Pork chops, just like any other kind of meat, can be cooked in a number of ways. Slow cooker chops are tender, tasty, and practically effortless, but you can also bake them in the oven or sear them in a pan. Pork chops are also okay to grill, but they may dry out if you don't take precautions like marinating or brining. According to James Sanders, owner of Sanders BBQ Supply Co. in Chicago, you've also got to know how long to grill them, so they're done but not overdone.

"For juicy pork chops, the goal is less about a fixed number of minutes and more about reaching the right internal temperature without overshooting it," he told us. A meat thermometer will help you out here since you want the chops to hit 145 degrees Fahrenheit in the center. Once they reach this milestone, take them off the heat and allow them to rest for three to five minutes. "That resting time lets juices redistribute and the temperature even out, which is what gives you that juicy bite," said Sanders.
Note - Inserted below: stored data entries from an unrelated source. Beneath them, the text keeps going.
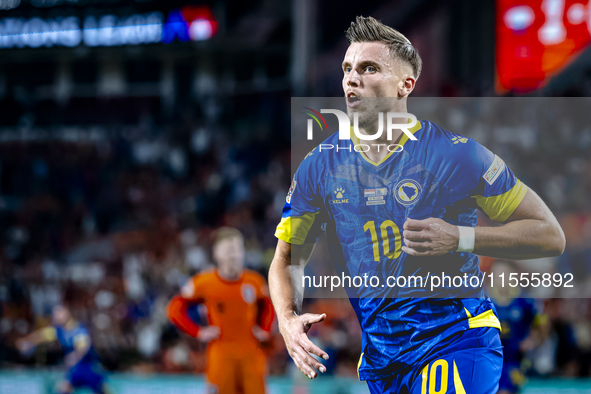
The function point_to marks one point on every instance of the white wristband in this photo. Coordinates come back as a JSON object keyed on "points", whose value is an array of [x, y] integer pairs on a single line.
{"points": [[467, 237]]}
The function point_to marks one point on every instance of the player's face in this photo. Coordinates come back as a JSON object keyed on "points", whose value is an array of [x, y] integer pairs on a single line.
{"points": [[370, 70], [60, 315], [229, 255]]}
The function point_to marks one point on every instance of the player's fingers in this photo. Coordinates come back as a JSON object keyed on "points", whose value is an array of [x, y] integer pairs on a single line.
{"points": [[309, 361], [300, 360], [418, 246], [310, 347], [412, 224], [311, 318]]}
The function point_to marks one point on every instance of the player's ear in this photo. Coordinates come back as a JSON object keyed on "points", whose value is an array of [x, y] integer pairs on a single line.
{"points": [[407, 85]]}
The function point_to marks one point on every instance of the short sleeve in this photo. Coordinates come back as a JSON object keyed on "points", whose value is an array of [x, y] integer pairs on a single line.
{"points": [[192, 289], [499, 192], [472, 171], [304, 210]]}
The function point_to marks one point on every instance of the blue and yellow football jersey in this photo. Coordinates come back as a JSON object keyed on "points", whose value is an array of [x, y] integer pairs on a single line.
{"points": [[364, 206]]}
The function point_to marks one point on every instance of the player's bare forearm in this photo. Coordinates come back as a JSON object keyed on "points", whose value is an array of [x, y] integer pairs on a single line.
{"points": [[280, 281], [284, 275], [521, 239], [530, 232]]}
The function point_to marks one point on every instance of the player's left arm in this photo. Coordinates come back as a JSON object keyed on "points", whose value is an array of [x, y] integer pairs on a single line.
{"points": [[530, 232], [529, 229]]}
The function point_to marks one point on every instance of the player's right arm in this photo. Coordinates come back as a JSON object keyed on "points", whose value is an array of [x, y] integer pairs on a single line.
{"points": [[285, 272], [300, 227], [177, 312]]}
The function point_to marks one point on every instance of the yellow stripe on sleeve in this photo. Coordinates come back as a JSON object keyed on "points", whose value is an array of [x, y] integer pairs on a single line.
{"points": [[485, 319], [457, 381], [500, 207], [295, 229]]}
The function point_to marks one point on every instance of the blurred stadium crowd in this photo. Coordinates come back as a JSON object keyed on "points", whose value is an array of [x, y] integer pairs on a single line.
{"points": [[107, 203], [112, 227]]}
Pork chop thickness affects grilling time

One important thing to remember about pork chops is that they come in varying thicknesses, which plays an important role in determining how long to cook them. According to James Sanders, if you're grilling at medium-high heat (which generally falls between 400 and 450 degrees Fahrenheit on a charcoal or gas grill), half-inch thick boneless pork chops take two to three minutes per side. If they're ¾-inch thick, they'll need four to five minutes, while 1-inch-thick ones need five to seven. The thickest chops, coming in around an inch and a half thick, require cooking for seven to nine minutes per side. "Bone-in pork chops, add about one to two extra minutes per side since the bone slows heat transfer," Sanders advised.
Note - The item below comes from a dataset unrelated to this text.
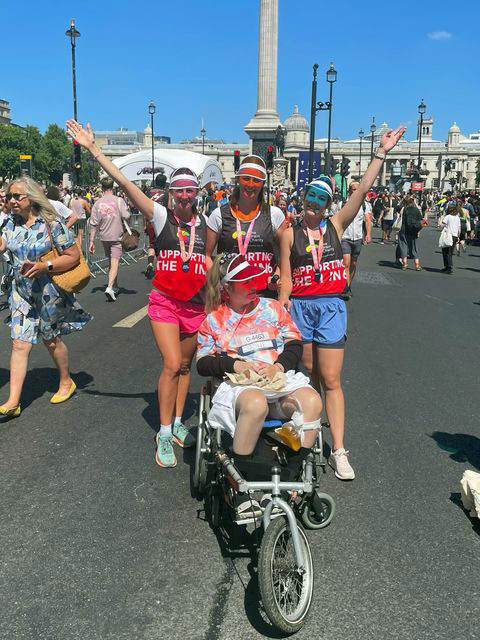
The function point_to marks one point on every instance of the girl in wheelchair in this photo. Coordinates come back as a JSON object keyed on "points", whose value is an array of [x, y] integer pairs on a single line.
{"points": [[243, 332]]}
If you, like him, prefer grilling at a lower temperature of around 375 to 400 degrees Fahrenheit to "lock in the juices," he said the chops may need to cook just a bit longer than advised. But as he pointed out, "Time is only a rough guide. The best metric for grilling pork chops is absolutely internal temperature. If juiciness is the goal, temperature beats time, color, and feel every time."

If you're cooking frozen chops, tack on about 50% more cooking time. Sanders generally isn't in favor of doing so, however. In his experience, "They are harder to cook evenly because the outside can overcook before the center reaches a safe temperature. If you do grill from frozen, temperature control matters even more."
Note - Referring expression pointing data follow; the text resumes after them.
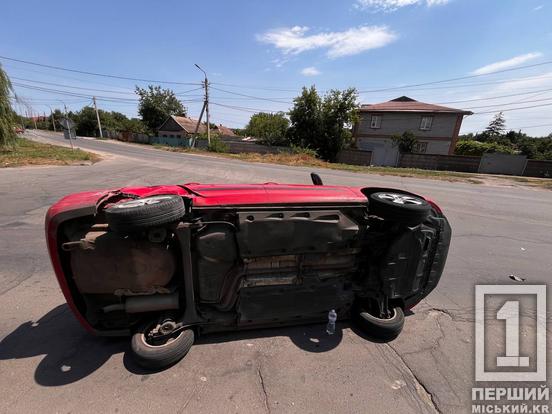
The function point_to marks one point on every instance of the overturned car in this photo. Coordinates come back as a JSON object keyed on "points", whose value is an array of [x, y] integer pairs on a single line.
{"points": [[164, 264]]}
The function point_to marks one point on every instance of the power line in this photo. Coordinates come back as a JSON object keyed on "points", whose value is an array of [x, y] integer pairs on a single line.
{"points": [[513, 109], [250, 96], [71, 86], [510, 103], [94, 73], [495, 97]]}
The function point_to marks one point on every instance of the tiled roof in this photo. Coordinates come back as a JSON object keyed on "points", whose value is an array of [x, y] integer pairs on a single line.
{"points": [[189, 124], [406, 104], [225, 130]]}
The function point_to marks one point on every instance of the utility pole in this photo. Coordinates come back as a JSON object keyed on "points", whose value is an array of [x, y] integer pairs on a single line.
{"points": [[205, 105], [69, 129], [53, 120], [33, 118], [98, 117]]}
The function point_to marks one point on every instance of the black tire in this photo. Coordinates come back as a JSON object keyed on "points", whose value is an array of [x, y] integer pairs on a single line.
{"points": [[163, 355], [144, 213], [378, 328], [399, 207]]}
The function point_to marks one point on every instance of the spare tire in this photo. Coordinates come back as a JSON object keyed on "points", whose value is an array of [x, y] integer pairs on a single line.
{"points": [[144, 213], [160, 355], [399, 207], [383, 329]]}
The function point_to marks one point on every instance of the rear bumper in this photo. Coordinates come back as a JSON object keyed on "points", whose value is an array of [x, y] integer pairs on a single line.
{"points": [[414, 263]]}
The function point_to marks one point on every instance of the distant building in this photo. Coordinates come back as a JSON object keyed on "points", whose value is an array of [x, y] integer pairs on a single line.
{"points": [[436, 128], [179, 127], [224, 131]]}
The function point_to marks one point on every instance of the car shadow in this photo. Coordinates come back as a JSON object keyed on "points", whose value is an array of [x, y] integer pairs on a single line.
{"points": [[70, 353]]}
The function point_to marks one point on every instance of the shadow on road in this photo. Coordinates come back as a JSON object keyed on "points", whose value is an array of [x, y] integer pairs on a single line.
{"points": [[70, 353]]}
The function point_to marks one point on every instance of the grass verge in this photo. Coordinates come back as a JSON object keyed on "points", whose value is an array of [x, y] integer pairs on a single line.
{"points": [[306, 160], [27, 152]]}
How else to ensure the juiciest pork chops

Besides keeping an eye on the time and wielding a meat thermometer, James Sanders feels the biggest factor for getting tender grilled pork chops is choosing the right chop. He recommends thicker, bone-in (about an inch to an inch and a half) center-cut loin or rib chops. He also says to look for well-marbled meat, since marbling means fat, and fat helps to keep meat from drying out on the grill. "Avoid ultra-lean, paper-thin chops. They dry out fast, no matter how well you grill," Sanders warned.

Yet another thing you can do is to salt the meat well in advance of grilling because, as Sanders explained, "Salt helps the meat retain moisture." He recommends using either a dry brine or a wet one. For the former, you can simply salt the chops heavily and let them sit uncovered in the refrigerator for two to 12 hours. "This is one of the best upgrades for juiciness," he said. For the wet brine, dissolve one part salt in 16 parts water, adding sugar, garlic, or herbs if desired. Brining is a simple technique that makes for the juiciest grilled chops.